Power is provided by four 1.8 by 1.2 meter gallium arsenide solar panels which can produce 400
watts at 2.2
AU (329,000,000 km), NEAR's maximum distance from the Sun, and 1800 W at one AU (150,000,000 km). Power is stored in a nine ampere-hour, 22-cell rechargeable super
nickel-cadmium battery.
Spacecraft guidance is achieved through the use of a sensor suite of five digital solar attitude detectors, an inertial measurement unit, (IMU) and a star tracker camera pointed opposite the instrument pointing direction. The IMU contains hemispherical resonator
gyroscopes and accelerometers. Four
reaction wheels (arranged so that any three can provide complete three-axis control) are used for normal attitude control. The thrusters are used to dump
angular momentum from the reaction wheels, as well as for rapid slew and propulsive maneuvers. Attitude control is to 0.1 degree, line-of-sight pointing stability is within 50 microradians over one second, and post-processing attitude knowledge is to 50 microradians.

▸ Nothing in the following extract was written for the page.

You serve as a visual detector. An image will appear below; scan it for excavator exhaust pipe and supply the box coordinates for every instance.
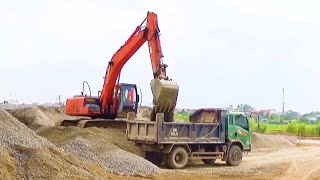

The command and data handling subsytem is composed of two redundant command and telemetry processors and solid state recorders, a power switching unit, and an interface to two redundant
1553 standard data buses for communications with other subsystems. The solid state recorders are constructed from 16 Mbit
IBM Luna-C
DRAMs. One recorder has 1.1
gigabits of storage, the other has 0.67 gigabits.
The NEAR mission was the first launch of NASA's
Discovery Program, a series of small-scale spacecraft designed to proceed from development to flight in under three years for a cost of less than $150 million. The construction, launch, and 30 day cost for this mission is estimated at $122 million.